Marissa Mayer took over as Yahoo CEO in 2012 and has yet to turn the company around. Granted, Yahoo shares have more than doubled since the start of 2012, but it’s merely kept pace with the Nasdaq Composite Index.
Meanwhile, Facebook (NASDAQ: FB) and Alphabet (NASDAQ: GOOGL) are up more than 140%. But the key driver for the growth in Yahoo’s stock price is the large stake it has in China’s e-commerce giant Alibaba Group (NASDAQ: BABA).
Nonetheless, Mayer did manage to come up with a grand plan to unlock value for shareholders. This includes spinning off that very valuable stake in Alibaba. With that news broke about the spinoff, the stock traded over $50 a share for the first time since the tech bubble.
However, the euphoria was short-lived. Yahoo faced huge tax issues over the spinoff of Alibaba. Yahoo shares are now back down in the low $30s and the company has gone back to the drawing board.
Now, it’s doing a “180″ when it comes to unlocking value for its shareholders.
A New Strategy for Yahoo
The new answer: spin off the core business instead.
The key is that the new proposed spinoff won’t prompt such a large tax expense. The value of Yahoo’s core business has risen far less than the Alibaba stake. Thus, the tax liability will be much less. A $10 billion tax bill was expected in the Alibaba spinoff. However a spinoff of the Yahoo core business might generate a tax bill of around $2 billion – and that assumes Yahoo Japan is spun off with the core business.
Mayer Under Pressure
The more likely option, as opposed to a spinoff of the core business, is a sale of that business. Shareholders aren’t interested in waiting around and taking the risk of having the spinoff idea crushed again.

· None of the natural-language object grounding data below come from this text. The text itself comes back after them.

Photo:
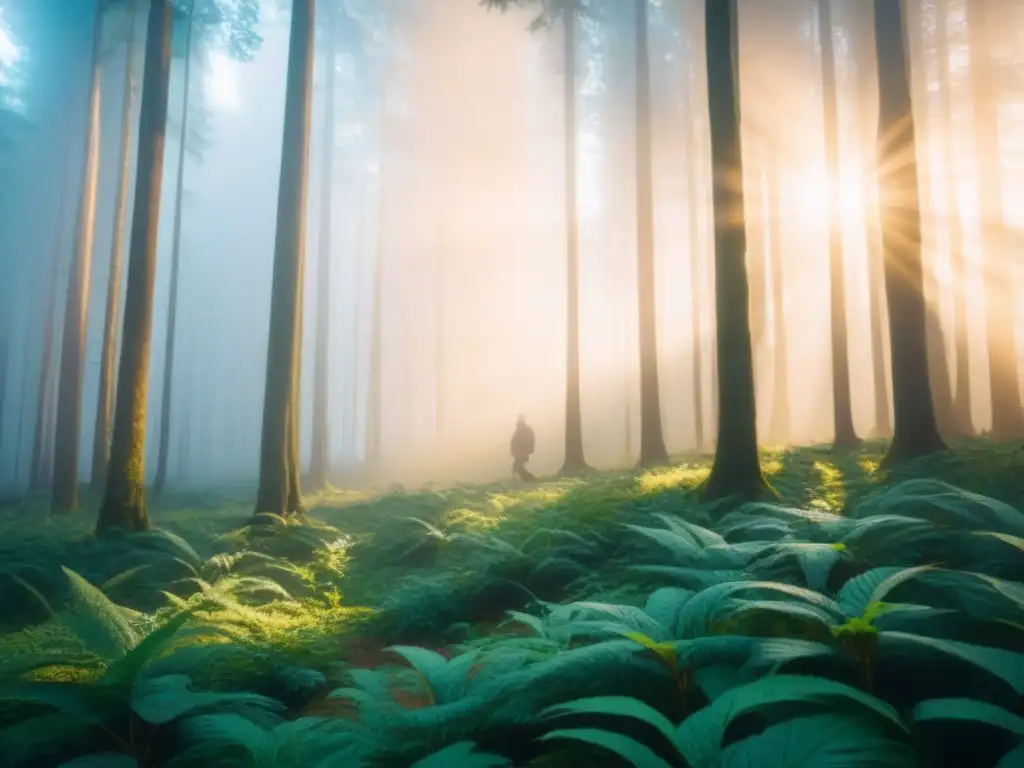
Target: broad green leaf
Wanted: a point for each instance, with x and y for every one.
(163, 699)
(1013, 759)
(422, 659)
(819, 741)
(969, 709)
(873, 586)
(464, 755)
(1003, 664)
(617, 706)
(699, 736)
(124, 671)
(639, 755)
(101, 760)
(87, 704)
(102, 626)
(700, 537)
(1013, 541)
(706, 606)
(665, 605)
(535, 623)
(123, 577)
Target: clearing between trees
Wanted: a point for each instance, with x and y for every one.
(862, 617)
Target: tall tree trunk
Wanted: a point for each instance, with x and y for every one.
(37, 477)
(696, 292)
(69, 417)
(320, 451)
(963, 422)
(696, 338)
(172, 302)
(374, 399)
(279, 478)
(736, 470)
(360, 251)
(1008, 414)
(915, 430)
(124, 500)
(845, 433)
(779, 426)
(574, 462)
(652, 451)
(878, 310)
(4, 359)
(440, 278)
(24, 410)
(104, 400)
(48, 446)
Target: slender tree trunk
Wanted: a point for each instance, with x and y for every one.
(167, 392)
(279, 482)
(69, 417)
(879, 311)
(440, 279)
(696, 290)
(48, 448)
(696, 337)
(124, 500)
(963, 422)
(652, 451)
(736, 470)
(104, 400)
(779, 426)
(320, 451)
(574, 462)
(4, 359)
(353, 442)
(915, 430)
(1008, 413)
(845, 433)
(24, 410)
(37, 477)
(374, 399)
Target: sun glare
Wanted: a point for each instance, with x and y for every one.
(221, 82)
(808, 195)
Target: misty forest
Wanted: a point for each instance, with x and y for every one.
(470, 383)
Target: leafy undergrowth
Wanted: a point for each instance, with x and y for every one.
(856, 620)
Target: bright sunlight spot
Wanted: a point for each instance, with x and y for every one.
(221, 82)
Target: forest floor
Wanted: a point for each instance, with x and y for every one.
(492, 593)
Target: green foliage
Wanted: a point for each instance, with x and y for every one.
(576, 622)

This includes one of its top shareholders, activist investor Starboard Value, which threatened a proxy fight to get board representation if Yahoo moved ahead with an Alibaba spinoff.
However, the hedge fund likely won’t be interested in sticking around for more spinoff shenanigans at Yahoo. The deadline to file proxy materials is March. Yahoo has said that a spinoff will take at least a year, so it’s likely there is pressure to get a spinoff done within the next few months.

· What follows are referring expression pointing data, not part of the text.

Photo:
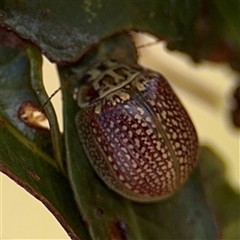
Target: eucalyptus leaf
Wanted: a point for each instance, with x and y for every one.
(26, 153)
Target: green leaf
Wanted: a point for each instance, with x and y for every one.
(64, 30)
(25, 152)
(225, 200)
(186, 215)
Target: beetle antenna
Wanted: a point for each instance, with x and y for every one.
(52, 95)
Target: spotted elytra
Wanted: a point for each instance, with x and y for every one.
(135, 132)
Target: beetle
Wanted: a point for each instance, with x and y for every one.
(135, 132)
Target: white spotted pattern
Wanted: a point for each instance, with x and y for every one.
(136, 133)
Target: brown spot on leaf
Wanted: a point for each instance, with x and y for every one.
(118, 230)
(11, 39)
(29, 113)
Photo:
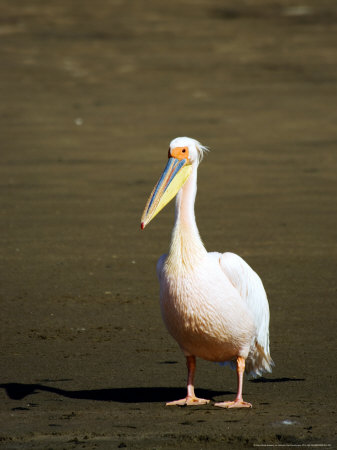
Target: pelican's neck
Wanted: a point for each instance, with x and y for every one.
(186, 247)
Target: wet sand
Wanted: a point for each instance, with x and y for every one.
(91, 95)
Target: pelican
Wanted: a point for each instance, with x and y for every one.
(214, 305)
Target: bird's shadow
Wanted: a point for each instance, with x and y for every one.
(18, 391)
(275, 380)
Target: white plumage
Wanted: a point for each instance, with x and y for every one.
(214, 305)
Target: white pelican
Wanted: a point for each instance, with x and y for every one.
(214, 305)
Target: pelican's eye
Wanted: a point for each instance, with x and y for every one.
(180, 153)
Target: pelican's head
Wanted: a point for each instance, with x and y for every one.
(183, 154)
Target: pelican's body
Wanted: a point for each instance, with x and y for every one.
(214, 305)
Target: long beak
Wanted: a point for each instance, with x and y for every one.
(172, 179)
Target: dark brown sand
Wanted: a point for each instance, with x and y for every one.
(91, 95)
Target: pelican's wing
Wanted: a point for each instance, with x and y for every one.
(251, 289)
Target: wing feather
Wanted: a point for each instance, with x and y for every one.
(251, 289)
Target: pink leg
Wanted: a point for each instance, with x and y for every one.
(190, 399)
(238, 402)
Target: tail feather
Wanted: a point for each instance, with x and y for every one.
(258, 361)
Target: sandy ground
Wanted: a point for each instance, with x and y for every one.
(91, 95)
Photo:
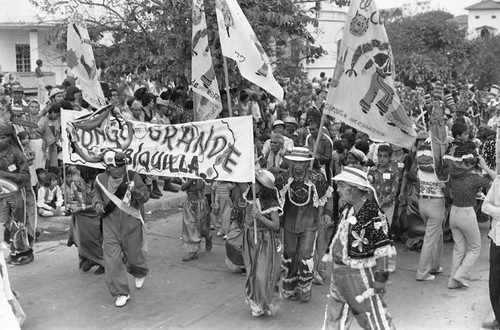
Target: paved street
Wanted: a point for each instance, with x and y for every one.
(204, 294)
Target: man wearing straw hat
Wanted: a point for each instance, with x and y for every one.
(19, 211)
(119, 196)
(360, 252)
(303, 196)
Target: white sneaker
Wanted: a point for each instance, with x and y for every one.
(121, 300)
(139, 282)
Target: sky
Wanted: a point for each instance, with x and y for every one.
(456, 7)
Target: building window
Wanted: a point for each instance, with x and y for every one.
(23, 61)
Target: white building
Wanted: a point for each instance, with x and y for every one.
(414, 7)
(328, 34)
(483, 19)
(24, 40)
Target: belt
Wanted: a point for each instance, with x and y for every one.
(431, 197)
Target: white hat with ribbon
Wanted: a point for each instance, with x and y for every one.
(356, 177)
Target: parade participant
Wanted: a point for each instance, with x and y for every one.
(122, 224)
(85, 232)
(360, 252)
(491, 206)
(195, 222)
(291, 129)
(50, 128)
(431, 208)
(325, 148)
(19, 211)
(50, 198)
(304, 195)
(278, 128)
(463, 223)
(41, 91)
(274, 158)
(221, 205)
(262, 260)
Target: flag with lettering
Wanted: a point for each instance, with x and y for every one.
(81, 62)
(238, 42)
(362, 92)
(204, 81)
(218, 149)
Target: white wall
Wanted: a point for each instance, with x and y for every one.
(331, 21)
(51, 57)
(485, 18)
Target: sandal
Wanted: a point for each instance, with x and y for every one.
(190, 256)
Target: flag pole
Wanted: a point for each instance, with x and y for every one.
(254, 207)
(497, 151)
(228, 92)
(316, 144)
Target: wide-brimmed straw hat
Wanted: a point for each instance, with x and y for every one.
(278, 122)
(114, 158)
(265, 178)
(356, 177)
(299, 154)
(54, 91)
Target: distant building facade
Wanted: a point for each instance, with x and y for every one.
(483, 19)
(24, 40)
(328, 34)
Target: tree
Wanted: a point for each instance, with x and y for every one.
(430, 46)
(486, 62)
(156, 34)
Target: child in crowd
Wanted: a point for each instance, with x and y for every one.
(40, 178)
(221, 205)
(70, 190)
(29, 152)
(384, 177)
(194, 219)
(50, 199)
(262, 260)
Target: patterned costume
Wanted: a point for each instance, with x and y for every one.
(300, 200)
(360, 247)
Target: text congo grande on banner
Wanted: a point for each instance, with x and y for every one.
(220, 149)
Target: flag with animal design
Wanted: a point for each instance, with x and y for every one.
(81, 63)
(362, 92)
(238, 42)
(203, 80)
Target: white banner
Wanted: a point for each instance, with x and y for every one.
(204, 81)
(362, 91)
(81, 62)
(220, 149)
(238, 42)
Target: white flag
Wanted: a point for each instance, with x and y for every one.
(203, 77)
(238, 42)
(362, 92)
(81, 61)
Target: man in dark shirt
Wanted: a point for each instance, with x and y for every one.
(20, 225)
(463, 223)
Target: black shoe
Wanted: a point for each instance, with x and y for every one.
(99, 270)
(169, 187)
(208, 243)
(153, 195)
(86, 265)
(305, 296)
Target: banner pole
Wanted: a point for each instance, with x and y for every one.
(228, 90)
(254, 207)
(497, 151)
(316, 144)
(64, 189)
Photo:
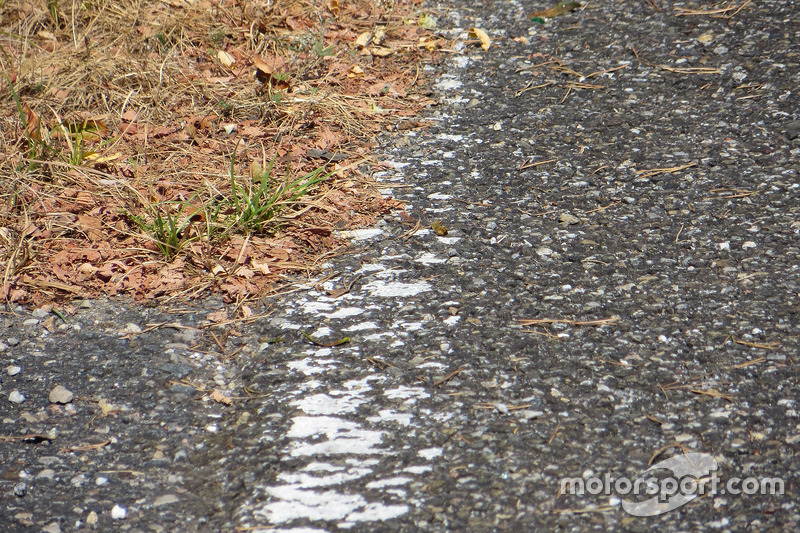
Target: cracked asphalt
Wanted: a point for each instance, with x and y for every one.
(618, 287)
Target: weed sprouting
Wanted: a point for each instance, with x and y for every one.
(258, 202)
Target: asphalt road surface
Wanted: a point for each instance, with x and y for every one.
(622, 178)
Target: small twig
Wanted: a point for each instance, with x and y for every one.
(448, 377)
(667, 170)
(598, 322)
(529, 164)
(553, 435)
(315, 342)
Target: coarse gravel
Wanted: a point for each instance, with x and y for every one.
(442, 412)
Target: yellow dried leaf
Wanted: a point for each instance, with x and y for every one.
(333, 7)
(225, 59)
(262, 65)
(439, 228)
(364, 39)
(261, 267)
(427, 21)
(381, 51)
(94, 157)
(482, 36)
(219, 397)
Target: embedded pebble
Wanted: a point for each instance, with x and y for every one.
(61, 394)
(16, 397)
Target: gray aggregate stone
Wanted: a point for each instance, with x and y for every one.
(443, 413)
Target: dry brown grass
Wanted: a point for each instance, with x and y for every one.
(119, 116)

If Yahoo manages to sell its core business, it’ll leave Alibaba, and maybe Yahoo Japan, as its primary assets. Starboard is no stranger to pushing Yahoo to sell the core business. Yahoo refused to do so when Starboard first got involved with the company, deciding to pursue the Alibaba spinoff. Will it make the same mistake twice?
It looks like Starboard’s plan of merging Yahoo’s core business and AOL might have been the best option for the company. As it turns out, one of the interested buyers in Yahoo’s business is Verizon (NYSE: VZ). Verizon bought AOL earlier this year and the Verizon CEO has said that if Yahoo is for sale, they’d be interested.
Then there are other buyers, such as private equity companies, which could cut costs and milk the remaining cash flow from Yahoo’s ad business. Time is of the essence, though, because Yahoo’s core business is in decline. It isn’t growing and advertisers are choosing AOL for ads and video services. There are still a lot of uncertainties with Yahoo’s spinoff or a potential buyout, including what someone would pay for Yahoo’s core business given the stagnant growth.
Overhangs That Remain
The first major overhang is that even with a spinoff or sale of the core business, the company is still left with a large stake in Alibaba, which could be unappealing to shareholders. It’s trading at over 30 times earnings and there have been questions about its Chinese operations.
Then there’s the fact that Yahoo will still be faced with tax issues – granted, not as great as those in an Alibaba spinoff. In the end, Yahoo shares presents too much uncertainty to make the tech company investable.